All of human knowledge in ten categories
March 26th, 2014 at 4:25 pm (Library School)
How can you organize all of human knowledge? Or at least the parts that people put into books, movies, CDs, ebooks, and other media?
I find the subject classification systems used by library catalogers fascinating from this perspective. What a daunting challenge, to come up with an ontology that is both sufficiently comprehensive yet not overwhelming, and simultaneously something that everyone else will agree with. The Dewey Decimal Classification (DDC) system was invented by Melvil Dewey in 1873 and it is *still* in use by libraries (albeit with updates and modifications). It is still used despite general recognition that it is exceedingly Eurocentric and exhibits other biases — but it now has the weight of history behind it, and changing your subject classification scheme is a huge endeavor, and no one else has come up with something better.

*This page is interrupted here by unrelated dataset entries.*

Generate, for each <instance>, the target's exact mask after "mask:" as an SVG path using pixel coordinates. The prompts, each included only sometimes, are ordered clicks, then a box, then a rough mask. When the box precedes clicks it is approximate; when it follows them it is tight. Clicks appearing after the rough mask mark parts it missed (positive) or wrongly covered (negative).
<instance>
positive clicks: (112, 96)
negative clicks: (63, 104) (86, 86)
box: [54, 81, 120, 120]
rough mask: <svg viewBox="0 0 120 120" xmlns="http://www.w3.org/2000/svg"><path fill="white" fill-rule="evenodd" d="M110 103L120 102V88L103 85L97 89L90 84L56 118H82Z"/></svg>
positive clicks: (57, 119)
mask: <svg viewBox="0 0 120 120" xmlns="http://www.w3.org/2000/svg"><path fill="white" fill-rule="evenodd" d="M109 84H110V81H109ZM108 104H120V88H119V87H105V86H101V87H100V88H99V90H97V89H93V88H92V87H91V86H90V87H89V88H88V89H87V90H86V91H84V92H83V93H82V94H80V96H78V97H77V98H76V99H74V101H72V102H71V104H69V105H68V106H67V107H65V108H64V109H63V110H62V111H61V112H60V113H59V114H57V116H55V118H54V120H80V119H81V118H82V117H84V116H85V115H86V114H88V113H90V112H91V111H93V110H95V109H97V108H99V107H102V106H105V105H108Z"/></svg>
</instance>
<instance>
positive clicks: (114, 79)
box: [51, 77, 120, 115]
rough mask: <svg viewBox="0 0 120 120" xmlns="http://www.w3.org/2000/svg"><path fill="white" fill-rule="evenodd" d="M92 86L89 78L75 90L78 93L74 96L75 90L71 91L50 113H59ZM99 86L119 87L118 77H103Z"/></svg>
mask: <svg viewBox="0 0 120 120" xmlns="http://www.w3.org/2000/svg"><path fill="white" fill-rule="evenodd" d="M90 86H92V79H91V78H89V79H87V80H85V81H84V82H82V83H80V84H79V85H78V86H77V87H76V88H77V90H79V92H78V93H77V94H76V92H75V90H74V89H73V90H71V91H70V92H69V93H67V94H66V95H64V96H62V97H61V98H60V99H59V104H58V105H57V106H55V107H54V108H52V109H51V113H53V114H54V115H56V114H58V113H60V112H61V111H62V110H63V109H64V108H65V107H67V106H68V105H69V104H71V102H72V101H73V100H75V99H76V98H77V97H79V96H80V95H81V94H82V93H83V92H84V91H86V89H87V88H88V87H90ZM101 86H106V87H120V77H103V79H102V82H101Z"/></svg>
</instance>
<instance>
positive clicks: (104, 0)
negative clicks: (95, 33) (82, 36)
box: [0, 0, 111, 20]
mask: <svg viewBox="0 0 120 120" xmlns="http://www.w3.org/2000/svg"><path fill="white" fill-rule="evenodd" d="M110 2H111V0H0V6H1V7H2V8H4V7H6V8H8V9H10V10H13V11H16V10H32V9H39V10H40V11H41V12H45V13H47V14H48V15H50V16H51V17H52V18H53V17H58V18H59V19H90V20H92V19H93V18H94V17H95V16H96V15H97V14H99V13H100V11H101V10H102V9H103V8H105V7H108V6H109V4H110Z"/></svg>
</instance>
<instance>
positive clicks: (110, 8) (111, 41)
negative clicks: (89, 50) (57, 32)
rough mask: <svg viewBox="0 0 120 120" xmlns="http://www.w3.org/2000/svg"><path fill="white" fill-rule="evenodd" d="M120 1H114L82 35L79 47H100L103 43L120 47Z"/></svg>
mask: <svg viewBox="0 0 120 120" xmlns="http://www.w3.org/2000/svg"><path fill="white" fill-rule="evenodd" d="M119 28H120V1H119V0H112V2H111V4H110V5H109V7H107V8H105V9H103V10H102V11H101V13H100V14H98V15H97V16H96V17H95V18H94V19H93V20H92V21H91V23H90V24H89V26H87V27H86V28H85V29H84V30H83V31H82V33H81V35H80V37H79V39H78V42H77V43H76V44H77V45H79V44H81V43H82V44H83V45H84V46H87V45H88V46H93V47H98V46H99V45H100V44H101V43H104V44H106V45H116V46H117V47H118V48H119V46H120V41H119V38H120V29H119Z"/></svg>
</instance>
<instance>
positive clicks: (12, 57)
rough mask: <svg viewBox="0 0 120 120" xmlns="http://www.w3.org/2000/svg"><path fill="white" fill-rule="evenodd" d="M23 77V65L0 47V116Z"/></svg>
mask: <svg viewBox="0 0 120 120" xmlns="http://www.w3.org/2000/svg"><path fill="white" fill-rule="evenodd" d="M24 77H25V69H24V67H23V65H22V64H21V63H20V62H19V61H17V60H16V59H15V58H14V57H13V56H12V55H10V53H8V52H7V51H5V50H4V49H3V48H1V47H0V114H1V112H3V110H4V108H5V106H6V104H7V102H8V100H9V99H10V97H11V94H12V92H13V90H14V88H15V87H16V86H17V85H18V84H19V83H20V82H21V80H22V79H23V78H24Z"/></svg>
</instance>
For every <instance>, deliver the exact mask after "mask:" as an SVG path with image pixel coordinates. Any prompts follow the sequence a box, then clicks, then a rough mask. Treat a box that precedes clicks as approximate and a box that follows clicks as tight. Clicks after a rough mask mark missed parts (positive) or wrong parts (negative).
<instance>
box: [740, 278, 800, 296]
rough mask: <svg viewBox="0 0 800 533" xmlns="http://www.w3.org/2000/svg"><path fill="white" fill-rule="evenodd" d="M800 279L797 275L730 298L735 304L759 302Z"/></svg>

Or have they? In 1897, Herbert Putnam came up with a different ontology (LCC, Library of Congress Classification). Both systems are now maintained by the Library of Congress. Public and school libraries mainly use DDC, while academic and government libraries use LCC. Why?
From What’s so great about the Dewey Decimal System?:
The organization of the LC was primarily focused on the needs of Congress, and secondarily towards other government departments, agencies, scholars, etc. So more space is allowed for history (classes C to L) than for science/technology (Q to V). More important, the focus on the needs of Congress means the LCC pays less attention to non-Western literature, and has no classifications for fiction or poetry.
[…]
DDC uses fewer categories and sub-classifications and is consistent across disciplines, while LCC is more highly subdivided with no consistency between disciplines. It’s understandable, therefore, that DDC has proven more useful to libraries catering to a wide range of needs such as public libraries and schools, while LCC is more widely used in libraries focused more on technical areas like colleges, universities, and government.
Turns out that they’re both Eurocentric (or even America-centric) and infused with biases about the relative importance of different topics. For example, let’s look at the top-level division of the DDC. As a decimal system, it has ten categories available at each level. If you were to divide all of human knowledge into ten categories, what would you choose?
Here’s what Dewey did:
000 Computer science, information & general works
100 Philosophy & psychology
200 Religion
300 Social sciences
400 Language
500 Science
600 Technology
700 Arts & recreation
800 Literature
900 History & geography
Or actually, that’s what his system has evolved to now. Obviously Dewey had no concept of “computer science.” In fact, 000 feels more like a “Misc” category. What is CS? The Library of Congress must have thought it didn’t quite fit under 500 (Science) or 600 (Technology). You can browse more here: Dewey Decimal classes.
I’m wondering what a content-based analysis (e.g., clustering) of a large collection of books would create. How would such a hierarchy differ from Dewey’s or Putnam’s? Google, tell us!